I’m sitting in a rusty red rocking chair in my beautiful barren and broken down bedroom
And I’m looking out of the fractured, foggy window
I see a squirrel
Walking on a telephone wire
Like it’s a tightrope
I’ve never once seen one of those little rodents lose their balance and fall
Let me paint the picture for you here…
It’s one of those colorblind dying December days
Snow is falling all around like catastrophic bombs over Baghdad
It’s so beautiful outside
But I’m trapped behind dozens of posters of my favorite bands and ripped wallpaper and a colorblind TV
I will never be able to leave my footprints in the freshly fallen snow
My mother comes in and tells me
“It’s one of those magnificent mornings to just stay inside and cuddle up with some hot cocoa and a book”

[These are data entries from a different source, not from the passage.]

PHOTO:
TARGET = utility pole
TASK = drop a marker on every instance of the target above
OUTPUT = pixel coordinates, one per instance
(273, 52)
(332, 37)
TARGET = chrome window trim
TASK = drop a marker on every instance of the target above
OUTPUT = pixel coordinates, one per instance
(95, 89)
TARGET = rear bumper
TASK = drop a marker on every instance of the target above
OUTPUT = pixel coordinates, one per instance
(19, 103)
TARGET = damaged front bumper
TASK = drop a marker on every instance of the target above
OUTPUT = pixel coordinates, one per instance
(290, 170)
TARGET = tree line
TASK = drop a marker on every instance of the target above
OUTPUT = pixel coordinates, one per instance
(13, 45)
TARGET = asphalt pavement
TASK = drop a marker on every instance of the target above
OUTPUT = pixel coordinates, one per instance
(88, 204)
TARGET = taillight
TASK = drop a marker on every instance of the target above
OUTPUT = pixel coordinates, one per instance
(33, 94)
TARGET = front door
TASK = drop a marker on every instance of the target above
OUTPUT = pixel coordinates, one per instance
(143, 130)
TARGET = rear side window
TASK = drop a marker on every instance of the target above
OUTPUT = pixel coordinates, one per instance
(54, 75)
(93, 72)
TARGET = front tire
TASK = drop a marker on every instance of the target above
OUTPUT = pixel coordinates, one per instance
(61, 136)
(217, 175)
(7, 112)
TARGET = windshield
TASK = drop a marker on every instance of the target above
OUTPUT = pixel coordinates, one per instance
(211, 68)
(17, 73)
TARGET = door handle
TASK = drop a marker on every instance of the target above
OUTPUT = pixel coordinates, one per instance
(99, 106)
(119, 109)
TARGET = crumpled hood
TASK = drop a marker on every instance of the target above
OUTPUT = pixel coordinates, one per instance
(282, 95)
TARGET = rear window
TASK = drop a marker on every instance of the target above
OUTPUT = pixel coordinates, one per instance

But all we have here is icicles
And yellow snow
And we don’t own any epic novels
We can’t even afford the newspaper
I’ve lived in a trailer park all my life
But now I feel like I’m caged and crammed in a claustrophobic cubicle more than ever
I feel like the mouse in a maze
Except there’s no cheese at the finish line
I feel like the last pawn left on a chessboard full of kings and queens
And there’s never a checkmate or a standstill
I feel like a turtle on its shell
I feel like an elephant in a zoo
I feel like a fly flying too close to the light
I feel like Holden Caulfield
I feel like a caged bird
Whose song for salvation no one ever hears
I feel like marionette
With no strings
I feel like a papercut
I feel like a squirrel
Who just lost all his acorns
I feel like a pauper
I feel like a murderer
I feel like a failure
I feel like a cripple
I feel like a statue
I feel like a scapegoat
I feel like…a boy
Here I am now hoping, just hoping that I don’t fall off of the tightrope in my head
This similar type of shit has left a lot of my fellow brothers as good as dead
My mother comes in again and tells me
“It’s one of those perfect days to just stay inside and put together puzzles or watch game shows or bust out old photo albums”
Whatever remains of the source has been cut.